“Es que ya no sé qué hacer, papá –se quejaba desconsolado el padre de Bocelarto–, ya no sé qué hacer. No hace caso a nada de lo que le dice nadie, no tiene respeto ni por sus mayores ni por sus amigos, se ríe en tu cara cuando lo tratas de castigar, y la psicóloga dice que tiene problemas de atención, pero en casa hemos hecho de todo para que esté lo más cómodo y a gusto posible, nos hemos atenido a sus intereses y a su modo de aprendizaje; ¡y aún así se distrae! Ya no es la primera vez que lo corren de una escuela, dice majaderías que a mí no se me habrían ocurrido ni en la carrera, papá, y lo peor del caso es que ya lastimó a uno de sus compañeritos en la escuela. No sé qué hacer.”
El abuelo del susodicho escuchaba atentamente, con la frente hendida abatiéndose en un ceño serio y pensativo, y no podía más que sentir una profunda compasión por las lágrimas de su hijo que veía yermo todo esfuerzo, y al mismo tiempo, una clase de decepción por su incapacidad le impedía afligirse por completo mirándolo a él como víctima. El pobre hombre continuó: “Papá, a estas alturas de veras ya no sé si sea mejor seguirlo guiando por sus propios intereses, como dice la psicóloga, o… –se detuvo porque no estaba seguro de cómo decir lo siguiente–, …o recurrir a métodos más severos. Y me refiero a métodos físicos.”

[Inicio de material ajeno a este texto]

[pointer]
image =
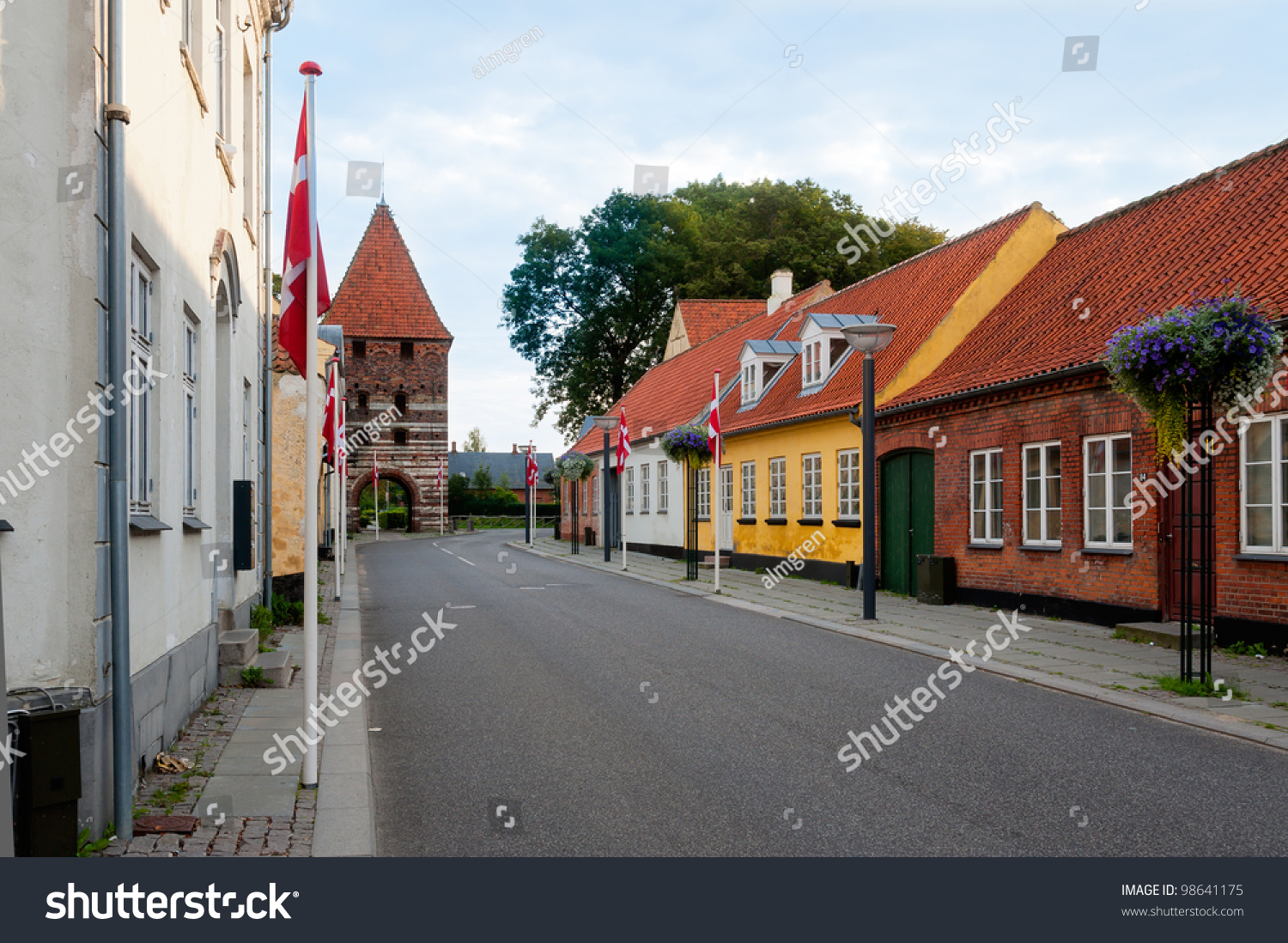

El anciano abrió los ojos tras este desenvolvimiento inesperado del discurso. Él no le había pegado más que nalgadas comunes y corrientes a su hijo cuando éste se portó mal en su época de travesuras, y el tono en el que hablaba el acongojado sugería un poco más que ese trato. El abuelo se levantó, indignado, y solamente dijo a modo de despedida: “¿Ésas son las únicas cosas que se te ocurren para educar a tu hijo? ¡Debería darte vergüenza! Cierra cuando salgas”, y tras ello subió las escaleras a su habitación, dando bien a entender que la reunión había terminado. Esa tarde el padre de Bocelarto regresó a su casa cabizbajo con la voz seca y muy queda, sin dirigirse más que humildemente a su familia. Hablar con su hijo tendría que esperar, pues se sentía tan avergonzado como hacía muchísimo tiempo no le ocurría.